In addition to this coactivator function, DELLAs inhibit transcriptional activators by preventing DNA binding. Thus, DELLAs can have opposite transcriptional effects on two sets of GA-regulated genes by acting as a coactivator of GAF1 and by titrating transcriptional activators, including PIFs and BZR1 (Bai et al., 2012; Hong et al., 2012). This mechanism remarkably suits GA signaling.

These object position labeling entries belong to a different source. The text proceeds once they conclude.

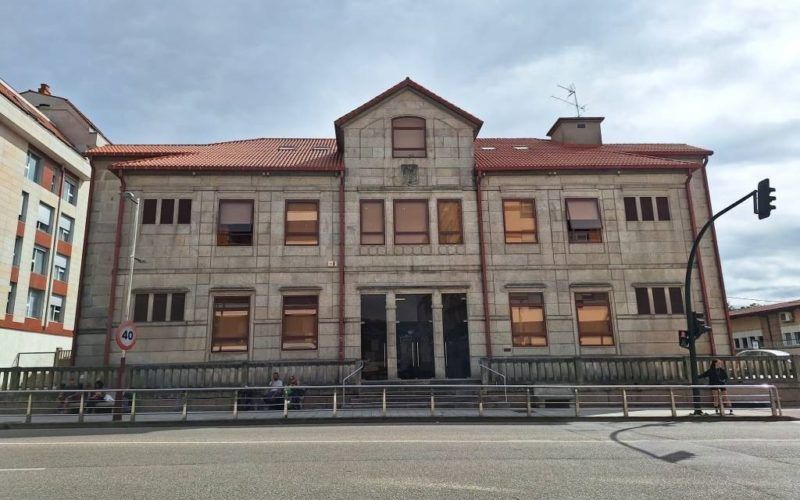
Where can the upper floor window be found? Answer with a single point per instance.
(527, 319)
(235, 227)
(44, 222)
(408, 137)
(302, 223)
(33, 168)
(450, 228)
(65, 225)
(411, 222)
(659, 300)
(594, 319)
(641, 208)
(372, 222)
(70, 190)
(519, 220)
(583, 220)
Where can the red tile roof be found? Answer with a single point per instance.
(540, 154)
(319, 155)
(751, 311)
(20, 102)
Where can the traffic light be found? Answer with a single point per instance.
(700, 326)
(683, 339)
(764, 199)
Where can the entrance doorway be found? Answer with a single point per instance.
(414, 336)
(456, 335)
(373, 337)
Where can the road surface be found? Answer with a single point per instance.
(561, 460)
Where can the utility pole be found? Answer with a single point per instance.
(696, 323)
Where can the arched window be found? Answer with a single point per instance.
(408, 137)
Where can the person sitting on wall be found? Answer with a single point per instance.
(274, 397)
(294, 393)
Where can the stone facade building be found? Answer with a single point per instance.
(406, 241)
(44, 197)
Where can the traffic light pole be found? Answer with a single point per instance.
(687, 299)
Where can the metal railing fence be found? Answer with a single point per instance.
(375, 401)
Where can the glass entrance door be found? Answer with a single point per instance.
(456, 335)
(415, 336)
(373, 337)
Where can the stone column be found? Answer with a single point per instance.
(438, 335)
(391, 336)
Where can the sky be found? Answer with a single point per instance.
(721, 75)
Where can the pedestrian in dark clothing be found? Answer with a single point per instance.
(717, 376)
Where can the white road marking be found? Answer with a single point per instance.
(392, 441)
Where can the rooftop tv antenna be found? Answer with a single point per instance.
(572, 98)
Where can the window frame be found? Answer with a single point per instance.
(581, 334)
(284, 337)
(427, 220)
(511, 306)
(252, 221)
(571, 233)
(424, 129)
(363, 233)
(287, 234)
(506, 232)
(460, 231)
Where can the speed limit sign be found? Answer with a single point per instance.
(126, 335)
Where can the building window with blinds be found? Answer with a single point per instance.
(594, 319)
(231, 328)
(235, 226)
(372, 222)
(527, 320)
(302, 223)
(519, 221)
(411, 222)
(408, 137)
(300, 322)
(448, 213)
(583, 221)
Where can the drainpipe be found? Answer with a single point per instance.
(484, 287)
(717, 261)
(89, 204)
(342, 235)
(703, 290)
(114, 269)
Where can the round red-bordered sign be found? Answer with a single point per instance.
(126, 335)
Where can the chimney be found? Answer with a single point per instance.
(582, 130)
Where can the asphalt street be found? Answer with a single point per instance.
(559, 460)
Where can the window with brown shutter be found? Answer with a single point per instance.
(231, 328)
(594, 319)
(235, 226)
(184, 211)
(302, 223)
(662, 204)
(167, 211)
(149, 211)
(519, 221)
(372, 222)
(411, 222)
(583, 220)
(300, 322)
(449, 216)
(408, 137)
(527, 319)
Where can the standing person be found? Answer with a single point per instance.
(717, 376)
(274, 396)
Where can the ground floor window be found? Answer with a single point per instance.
(300, 322)
(231, 329)
(594, 319)
(527, 320)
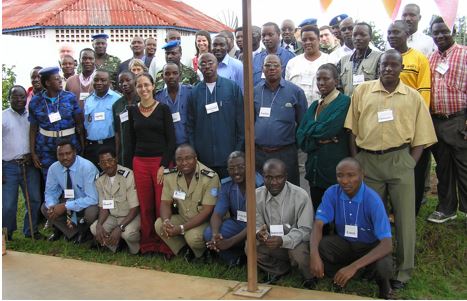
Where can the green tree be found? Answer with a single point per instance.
(8, 80)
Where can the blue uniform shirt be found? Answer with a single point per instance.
(231, 198)
(365, 210)
(288, 105)
(284, 55)
(98, 116)
(40, 107)
(216, 135)
(82, 173)
(180, 105)
(232, 69)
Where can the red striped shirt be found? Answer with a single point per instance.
(449, 90)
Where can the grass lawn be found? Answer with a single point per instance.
(440, 268)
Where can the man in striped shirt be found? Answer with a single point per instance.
(449, 110)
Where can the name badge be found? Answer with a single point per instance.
(385, 115)
(54, 117)
(358, 79)
(108, 204)
(351, 231)
(241, 216)
(442, 68)
(99, 116)
(123, 116)
(265, 112)
(83, 95)
(180, 195)
(176, 117)
(277, 230)
(212, 107)
(69, 194)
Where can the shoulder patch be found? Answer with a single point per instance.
(123, 172)
(208, 173)
(170, 170)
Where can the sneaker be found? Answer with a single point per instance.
(439, 217)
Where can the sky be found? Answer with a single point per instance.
(297, 10)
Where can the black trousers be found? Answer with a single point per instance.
(451, 164)
(337, 253)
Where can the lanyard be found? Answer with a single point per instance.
(273, 98)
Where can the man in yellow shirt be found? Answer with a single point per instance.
(415, 74)
(391, 126)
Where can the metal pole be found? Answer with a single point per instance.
(249, 146)
(28, 204)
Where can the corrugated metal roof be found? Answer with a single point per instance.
(59, 13)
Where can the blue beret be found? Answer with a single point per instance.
(99, 36)
(337, 19)
(49, 71)
(310, 21)
(171, 44)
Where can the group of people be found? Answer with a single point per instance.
(151, 154)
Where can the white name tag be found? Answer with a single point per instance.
(241, 216)
(99, 116)
(54, 117)
(212, 107)
(265, 112)
(180, 195)
(83, 95)
(108, 204)
(385, 115)
(123, 116)
(358, 79)
(442, 68)
(69, 194)
(176, 117)
(351, 231)
(277, 230)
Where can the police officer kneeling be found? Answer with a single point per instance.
(363, 237)
(118, 204)
(192, 189)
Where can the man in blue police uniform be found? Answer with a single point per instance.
(17, 168)
(363, 239)
(70, 194)
(227, 66)
(227, 236)
(215, 117)
(271, 38)
(98, 116)
(53, 114)
(175, 95)
(279, 108)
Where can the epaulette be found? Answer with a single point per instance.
(99, 175)
(208, 173)
(226, 180)
(123, 172)
(170, 170)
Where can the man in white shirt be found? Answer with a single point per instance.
(301, 70)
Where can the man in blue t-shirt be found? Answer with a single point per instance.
(363, 237)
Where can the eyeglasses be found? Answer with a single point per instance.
(271, 66)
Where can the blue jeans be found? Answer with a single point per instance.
(12, 180)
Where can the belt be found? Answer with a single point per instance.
(273, 149)
(382, 152)
(101, 141)
(449, 116)
(56, 134)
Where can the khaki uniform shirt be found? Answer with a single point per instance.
(204, 190)
(411, 121)
(122, 191)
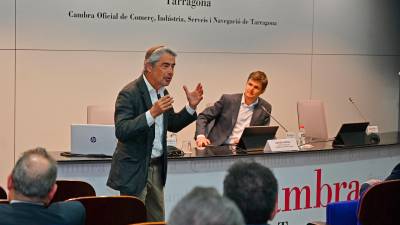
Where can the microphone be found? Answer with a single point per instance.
(358, 110)
(266, 111)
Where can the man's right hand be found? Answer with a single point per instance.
(162, 105)
(202, 142)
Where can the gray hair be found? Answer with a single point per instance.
(157, 53)
(205, 206)
(34, 178)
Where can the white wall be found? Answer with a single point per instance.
(328, 50)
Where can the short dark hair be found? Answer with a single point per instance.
(154, 54)
(254, 189)
(259, 76)
(30, 177)
(205, 206)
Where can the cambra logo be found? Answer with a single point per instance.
(302, 195)
(192, 3)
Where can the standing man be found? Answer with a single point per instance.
(232, 113)
(31, 186)
(143, 114)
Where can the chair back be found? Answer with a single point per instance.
(113, 210)
(67, 189)
(380, 204)
(3, 193)
(311, 114)
(100, 114)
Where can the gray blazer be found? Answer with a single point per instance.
(224, 113)
(131, 158)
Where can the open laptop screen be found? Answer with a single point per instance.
(255, 137)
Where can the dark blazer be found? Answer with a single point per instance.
(225, 112)
(132, 156)
(59, 213)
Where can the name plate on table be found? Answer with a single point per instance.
(281, 145)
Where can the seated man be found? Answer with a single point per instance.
(205, 206)
(254, 189)
(31, 186)
(233, 112)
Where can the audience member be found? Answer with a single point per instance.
(205, 206)
(254, 189)
(31, 187)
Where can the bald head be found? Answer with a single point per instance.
(34, 174)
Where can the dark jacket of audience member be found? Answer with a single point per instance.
(31, 187)
(394, 175)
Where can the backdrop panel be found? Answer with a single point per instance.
(6, 114)
(371, 81)
(357, 27)
(224, 25)
(7, 24)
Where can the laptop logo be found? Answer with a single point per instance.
(93, 139)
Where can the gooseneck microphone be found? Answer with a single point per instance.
(358, 110)
(266, 111)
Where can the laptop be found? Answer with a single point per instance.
(255, 137)
(351, 134)
(93, 139)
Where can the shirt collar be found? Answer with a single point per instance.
(251, 105)
(19, 201)
(151, 88)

A decrease in GA levels will turn off the expression of genes involved in the promotion of plant growth by titration of transcriptional activators with DELLA proteins and simultaneously turn on the expression of genes subject to GA feedback regulation by a GAF1-DELLA complex. Conversely, an increase in GA will have opposite effects on the two sets of genes. Such dual properties of a cofactor introduce a new paradigm for hormone action through which variations in the levels of GA can coordinately turn on or off two sets of genes, thus enabling the integrative regulation of plant growth and GA homeostasis. Furthermore, because DELLAs mediate the crosstalk of internal and external stimuli through the interaction with key regulators of signaling, including PIFs of light, BZR1 of brassinosteroids, and JAZ of jasmonates (Bai et al., 2012; Hong et al., 2012), they serve as central regulators of plant development.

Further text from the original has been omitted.